FIRST ON 3: Brunswick Co. school board member Catherine Cooke defends traditional schedules during rant
BOLIVIA, NC (WWAY) — There’s still debate over Brunswick County Schools deciding to change school start times once again.
One school board member got a little heated about the decision to switch back to a traditional schedule at a recent meeting.
“I’m tired of hearing about the sleep studies,” School Board member Catherine Cooke said at a Parent Advisory Council meeting in Southport last week. “I’ll tell you that right now: If I hear about another sleep study, you don’t want to say that around me.”

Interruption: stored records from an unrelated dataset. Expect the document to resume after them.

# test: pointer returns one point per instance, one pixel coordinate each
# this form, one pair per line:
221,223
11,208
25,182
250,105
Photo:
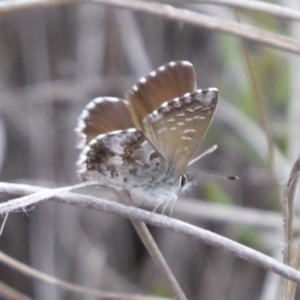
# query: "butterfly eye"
183,181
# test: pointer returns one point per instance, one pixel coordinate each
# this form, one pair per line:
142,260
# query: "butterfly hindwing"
123,158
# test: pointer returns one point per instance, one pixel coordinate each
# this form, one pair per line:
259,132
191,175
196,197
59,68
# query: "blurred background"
54,60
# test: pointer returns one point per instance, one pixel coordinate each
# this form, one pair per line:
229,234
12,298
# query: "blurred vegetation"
53,61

Cooke has two children who attend Brunswick County schools, while another is home schooled and a fourth attends private school. She was one of the first people to bring up banning the book “The Color Purple” from classrooms.
Click here to hear the Cooke’s full rant
Last week Cooke was one of three Brunswick County School Board members to vote to switch schedules again this fall and return the district to traditional start times. A day later she went off during the PAC meeting.
“The people want traditional time. We’re going to do a traditional time,” she said.
But Cooke admits she and other board members did not fully understand the reversal would cost the school system more than $1.7 million in the first year alone and could cost 60 full time bus drivers their jobs.
“We did not have the full picture of what the ramifications were going to be for the bus drivers and for any other workers that were involved in the transportation,” Cooke said today.
But money was not the only target of her wrath. Cooke last week also fired off at parents complaining about dealing with changing schedules. She even took a shot at the district’s free lunch and breakfast program for needy kids.
“We’ve got free breakfast for everybody in the world,” she said. “Am I gonna be able to go to school and say, ‘Can I have free breakfast too?’ How many things… I mean are we just gonna give everybody everything? Why don’t we just let them sleep here at school, too? We can feed ’em, educate ’em, give ’em dinner, let them sleep here! Just live at the school!”
Tuesday Cooke tempered her perspective.
“If they qualify for it, that’s fine,” she said. “But it’s just gotten to be where we give everybody everything, and it’s everything on a silver platter.
Cooke says the school board does not know where it will get the money to pay for the extra transportation costs, but she says she has some ideas.